It takes a lot to impress a young golfing supremo who has just won the US Masters, but Tiger Woods on Tuesday recalled how his first meeting with former South African president Nelson Mandela 15 years ago was an experience like no other.
“I went down there to play Sun City, and he invited us to his home. And my father and I went to have lunch with him. It still gives me chills to this day, thinking about it,” Woods told journalists at Muirfield in Scotland, where the start of The Open today coincides with Mandela’s 95th birthday.
Woods became a poster boy for a multiracial US in 1997 when, at just 21, he became the first black golfer to win a major, a feat all the more startling as he did it on a course that up until seven years previously had been off limits to African-Americans.
He described his private lunch the following year with Mandela, South Africa’s anti-apartheid hero, as unforgettable.
“We walked in the room and my dad and I were just kind of looking around. And I said: ‘Dad, do you feel that?’ And he says: ‘Yeah, it feels different in this room.’ And it was just like a different energy in the room,” Woods said. “And maybe, I’m guessing probably 30 seconds later, I heard some movement behind me and it was president Mandela folding up the paper. And it was pretty amazing.”
“The energy that he has, that he exudes, is unlike any person I’ve ever met. And it was an honor to meet him at his home. And that’s an experience that I will never, ever forget,” Woods added.
Mandela, who overcame 27 years in jail to become South Africa’s first black president and bring an end to decades of whites-only rule, is confined to his Pretoria hospital bed on life-support as the world prepares to mark his birthday with a raft of celebrations and charity events.
“To be able to be incarcerated for that long and come out and run a country with humbleness and humility. Just the aura that he exudes, unlike any person, as I said, I’ve ever met,” Woods said. “He impacted the world, not just for his generations, but for future generations to come, just the way he handled everything. And that takes a very special person.”
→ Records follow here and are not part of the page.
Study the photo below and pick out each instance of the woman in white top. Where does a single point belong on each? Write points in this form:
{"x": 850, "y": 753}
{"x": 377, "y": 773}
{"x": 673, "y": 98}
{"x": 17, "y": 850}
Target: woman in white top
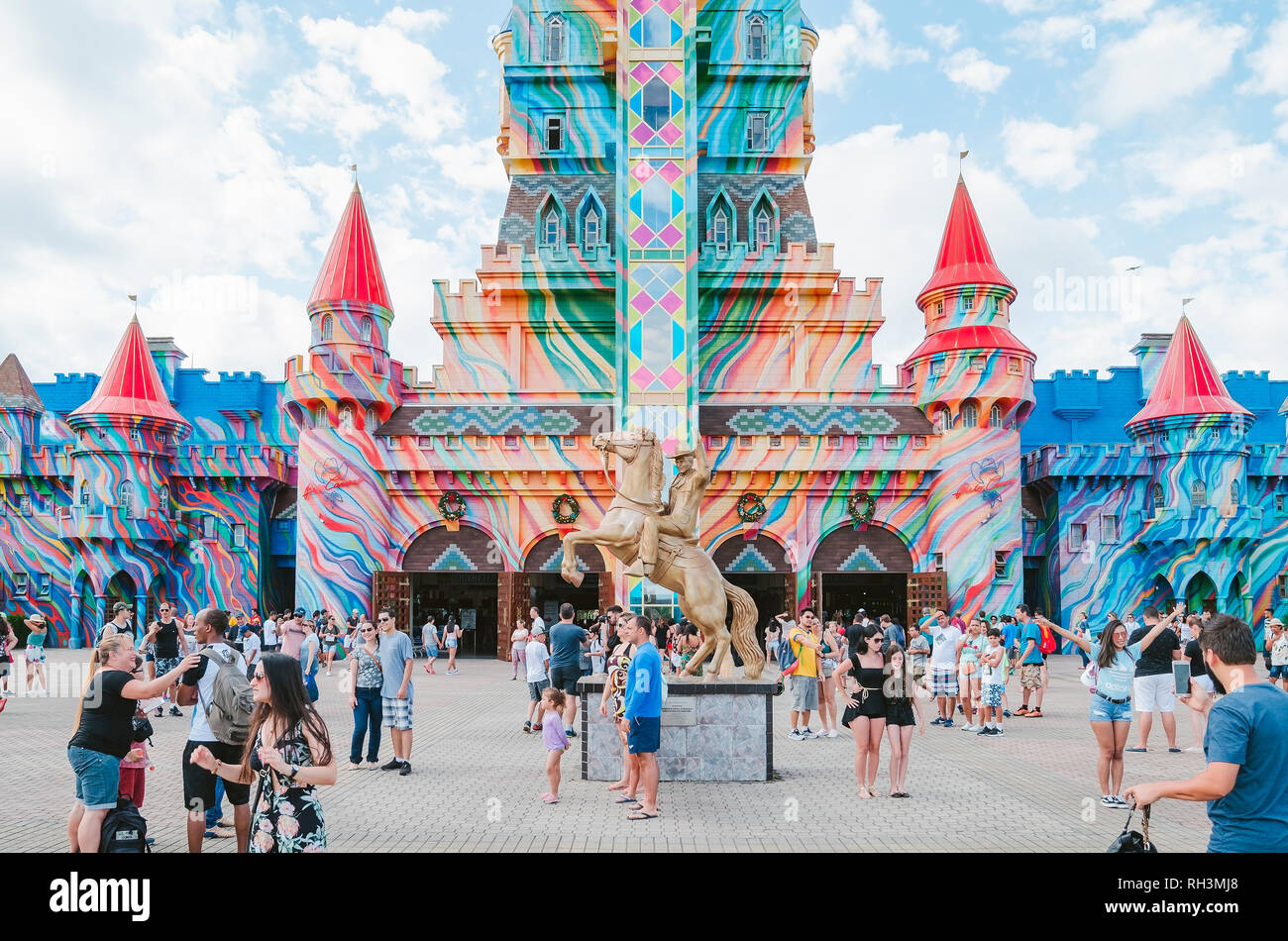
{"x": 518, "y": 641}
Defending Open champion and South African sporting legend Ernie Els, also paid tribute to Mandela at Muirfield, and said it would be “wonderful” if a South African player could win this week and give his sports-mad nation a much-needed morale boost.
“Obviously sport has been a key factor in bringing South Africa together into a democratic place and state,” Els said on Monday. “And president Mandela played such a big part in that also back in the early 90s, and the World Cup and soccer, African Nations Cup.”
Els is one of 10 South Africans competing at Muirfield, along with Thomas Aiken, Richard Sterne, Tim Clark, George Coetzee, Charl Schwartzel, Branden Grace, Louis Oosthuizen, Justin Harding and Darryn Lloyd.